2020鹿児島市長選 数字で点検-森市政16年

 12月に任期満了となる鹿児島市の森博幸市長(70)が引退する。2004年から始まった森市政の4期16年で、県都の姿はどのように変わったのか。トピックごとに数字から読み解く。

(4)敬老パス所有者 10万1000人

有料化で市負担は半額以下
(2020-10-20)
敬老パスのサンプル。顔写真の右側に住所、氏名、生年月日が記載される
敬老パスのサンプル。顔写真の右側に住所、氏名、生年月日が記載される
 鹿児島市が70歳以上を対象に公共交通機関の運賃を無料にしてきた敬老パス制度。森市政1期目の2006年3月、ICカードの導入に合わせ有料化された。個人負担額は運賃の3分の1。現在なら市バスが60円~、市電50円、桜島フェリー60円などだ。
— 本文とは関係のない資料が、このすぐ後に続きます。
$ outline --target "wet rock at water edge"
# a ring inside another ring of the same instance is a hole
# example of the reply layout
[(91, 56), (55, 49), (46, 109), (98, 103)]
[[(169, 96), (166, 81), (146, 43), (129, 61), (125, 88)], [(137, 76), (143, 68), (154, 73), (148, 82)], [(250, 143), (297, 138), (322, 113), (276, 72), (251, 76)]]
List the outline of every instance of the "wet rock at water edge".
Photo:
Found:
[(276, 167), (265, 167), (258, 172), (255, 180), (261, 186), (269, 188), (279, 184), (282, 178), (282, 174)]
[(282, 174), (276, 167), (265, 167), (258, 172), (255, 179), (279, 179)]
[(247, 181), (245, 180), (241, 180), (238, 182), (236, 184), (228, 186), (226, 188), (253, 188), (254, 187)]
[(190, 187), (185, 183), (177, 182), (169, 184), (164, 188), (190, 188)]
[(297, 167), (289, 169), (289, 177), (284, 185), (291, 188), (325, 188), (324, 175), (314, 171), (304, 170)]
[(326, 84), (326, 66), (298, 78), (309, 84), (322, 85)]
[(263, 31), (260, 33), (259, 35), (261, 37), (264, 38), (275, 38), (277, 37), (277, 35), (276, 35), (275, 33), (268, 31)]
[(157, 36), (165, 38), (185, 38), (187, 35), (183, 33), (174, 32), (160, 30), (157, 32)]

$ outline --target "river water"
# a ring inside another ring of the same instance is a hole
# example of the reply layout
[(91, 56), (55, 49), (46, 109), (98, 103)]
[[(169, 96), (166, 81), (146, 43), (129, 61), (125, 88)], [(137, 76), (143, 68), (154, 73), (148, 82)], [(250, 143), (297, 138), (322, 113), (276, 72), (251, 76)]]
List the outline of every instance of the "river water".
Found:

 制度の見直しは、赤崎義則元市長が01年9月、市議会で方針表明したのを機に検討が始まった。敬老パスは全国に先駆け1967(昭和42)年にスタートしたが、少子高齢化が進み、利用者は創設時の5倍、負担額は80倍に膨らみ財政を圧迫する。有料化前の05年度は9億6000万円に上った。
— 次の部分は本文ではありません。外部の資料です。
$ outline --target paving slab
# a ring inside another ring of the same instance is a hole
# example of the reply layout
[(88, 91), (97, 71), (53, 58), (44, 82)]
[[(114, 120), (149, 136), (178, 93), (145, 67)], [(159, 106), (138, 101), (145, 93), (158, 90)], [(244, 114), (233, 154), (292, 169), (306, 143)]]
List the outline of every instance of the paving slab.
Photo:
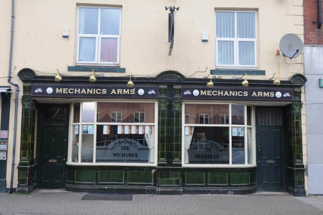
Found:
[(323, 214), (288, 195), (133, 195), (132, 200), (84, 200), (84, 194), (0, 194), (0, 214)]

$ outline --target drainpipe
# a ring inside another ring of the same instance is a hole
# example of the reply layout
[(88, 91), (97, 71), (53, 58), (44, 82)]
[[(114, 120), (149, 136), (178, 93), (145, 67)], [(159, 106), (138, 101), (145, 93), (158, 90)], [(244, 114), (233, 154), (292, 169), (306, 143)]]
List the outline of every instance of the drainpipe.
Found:
[(317, 11), (318, 13), (318, 22), (317, 22), (317, 29), (321, 28), (322, 25), (322, 2), (321, 0), (317, 0)]
[(18, 106), (19, 85), (11, 81), (11, 67), (12, 65), (12, 50), (14, 41), (14, 21), (15, 20), (15, 0), (11, 0), (11, 30), (10, 32), (10, 51), (9, 54), (9, 68), (8, 69), (8, 82), (16, 87), (16, 97), (15, 98), (15, 121), (14, 124), (14, 144), (12, 151), (12, 165), (11, 166), (11, 177), (10, 178), (10, 189), (9, 193), (12, 193), (15, 170), (15, 157), (16, 156), (16, 139), (17, 138), (17, 112)]

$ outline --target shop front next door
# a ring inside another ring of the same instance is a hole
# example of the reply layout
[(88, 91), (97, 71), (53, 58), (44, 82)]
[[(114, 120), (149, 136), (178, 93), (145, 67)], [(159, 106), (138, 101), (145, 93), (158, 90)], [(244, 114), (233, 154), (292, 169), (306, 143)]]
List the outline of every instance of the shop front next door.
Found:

 市長寿支援課によると、当時の利用者には「一部負担やむなし」「年金暮らしに新たな負担は厳しい」といった賛否両論があったという。2005年の市議会3月定例会、森博幸市長は高齢化や市町村合併で市域が2倍に広がったことを挙げ「将来にわたり制度を継続するため」と有料化への理解を求めた。
 19年度末時点で敬老パスを持っているのは約10万1000人。市民の約16%に相当する。19年度の市負担は4億1000万円で、05年度の半額以下になった。1人当たりの月平均利用回数は4.47回(19年度)。
 一方、旧鹿児島市域と旧5町域で利用頻度に温度差があるのも事実だ。自家用車があり敬老パスは使わないという喜入前之浜町の横峯慎一さん(73)は「バス路線や便数が少なく、使う機会がない。近所でも(提示すれば100円で入れる)温泉以外で使っているという話はあまり聞かない」と話す。